Hatırlanacağı üzere, geçtiğimiz haftalarda Türkiye’de tv programlarına ilişkin “manüpile edilmiş reyting” açıklanması dolayısıyla gözaltılar yaşanmıştı. Bu kadar keskin olmamakla birlikte ABD’de de benzer bir tartışma geleneksel radyolarla bunların rakibi durumundaki online radyolar arasında yaşanıyor. Online radyo hizmeti veren Pandora Media, dinleyici kitlesinin tespiti konusunda offline rakiplerine meydan okuyor. Kavga, reklam pastasından daha fazla gelir kapma yarışının bir uzantısını oluşturuyor.
Geleneksel radyoların reytinglerini ölçümleyen Arbitron isimli şirketin online radyo istasyonlarını ölçümlememesi “kavganın” çıkış noktasını oluşturuyor. Son yıllarda bu mecraya dönük reklam gelirlerinin giderek azalması, yayıncıları dinleyici sayılarıyla kendilerini ön plana çıkartmaya yönlendiriyor. Edison Research isimli bir ölçümleme firması ile anlaşan Pandora, böylelikle dinleyici kitlesini potansiyel reklam verenlere raporlamayı planlıyor.
Online ortamda, ağın diğer ucunda bir dinleyicinin varlığının kolay kolay doğrulanamayacağını iddia eden offline yayıncı Arbitron, kendi dinleyicilerini tespit etmenin ise mümkün olduğunu ileri sürüyor. Arbitron’un, Taşınabilir İnsan Ölçer “portable people meter” olarak isimlendirdiği bir teknoloji, gerçekte bir dinleyicinin var olup olmadığını istasyona bildiriyor. Pandora da, Arbitron’un tezini çürütmek istercesine online kullanıcının belli bir süre içerisinde herhangi bir etkileşim gerçekleştirmemesi durumunda yayının otomatikman durduğunu açıklıyor.
Teknoloji ekseninde rekabet giderek kızışıyor.
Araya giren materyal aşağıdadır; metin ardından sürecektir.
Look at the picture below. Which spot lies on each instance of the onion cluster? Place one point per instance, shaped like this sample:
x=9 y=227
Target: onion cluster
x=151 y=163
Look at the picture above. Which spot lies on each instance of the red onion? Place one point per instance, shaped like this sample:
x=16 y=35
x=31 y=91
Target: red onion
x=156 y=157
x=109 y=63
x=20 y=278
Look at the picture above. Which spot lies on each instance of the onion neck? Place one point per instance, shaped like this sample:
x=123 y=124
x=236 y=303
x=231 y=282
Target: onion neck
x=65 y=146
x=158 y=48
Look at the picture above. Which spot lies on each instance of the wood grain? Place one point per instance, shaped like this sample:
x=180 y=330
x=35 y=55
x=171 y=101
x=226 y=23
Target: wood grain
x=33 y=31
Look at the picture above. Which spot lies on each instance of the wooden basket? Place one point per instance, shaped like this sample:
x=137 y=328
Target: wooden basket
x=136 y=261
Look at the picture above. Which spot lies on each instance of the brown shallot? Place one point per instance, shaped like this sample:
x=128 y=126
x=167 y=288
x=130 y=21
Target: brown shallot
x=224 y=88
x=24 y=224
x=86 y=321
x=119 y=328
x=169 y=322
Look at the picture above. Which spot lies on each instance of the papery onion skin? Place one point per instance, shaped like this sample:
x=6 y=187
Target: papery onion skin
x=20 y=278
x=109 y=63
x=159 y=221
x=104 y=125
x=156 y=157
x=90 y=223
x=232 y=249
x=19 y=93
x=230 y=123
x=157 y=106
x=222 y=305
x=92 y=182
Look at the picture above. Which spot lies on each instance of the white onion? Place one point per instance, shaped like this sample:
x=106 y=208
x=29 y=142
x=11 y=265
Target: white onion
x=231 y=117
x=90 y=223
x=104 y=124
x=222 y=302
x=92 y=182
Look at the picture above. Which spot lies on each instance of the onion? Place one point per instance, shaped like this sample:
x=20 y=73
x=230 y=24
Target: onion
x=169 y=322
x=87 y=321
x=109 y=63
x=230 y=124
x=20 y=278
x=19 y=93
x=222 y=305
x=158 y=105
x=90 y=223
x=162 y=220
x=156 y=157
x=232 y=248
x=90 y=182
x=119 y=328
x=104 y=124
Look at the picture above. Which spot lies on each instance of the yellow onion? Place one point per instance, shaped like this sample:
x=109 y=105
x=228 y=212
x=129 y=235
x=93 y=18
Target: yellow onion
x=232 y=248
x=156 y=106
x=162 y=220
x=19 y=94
Ancak, reklamverenler değerlendirmenin sadece aynı mecrada faaliyet gösteren medya kuruluşları arasında yapılabileceğini; offline ile online’ın birbirine karıştırılmaması gerektiğini savunuyorlar.
Bir reklam ağı şirketi olan ZenithOptimedia, ABD’deki toplam radyo reklam pazarının büyüklüğünü 16.3 milyar dolar olarak açıklıyor. Online radyoların 550 milyon dolar reklam alabileceği hesaplanıyor.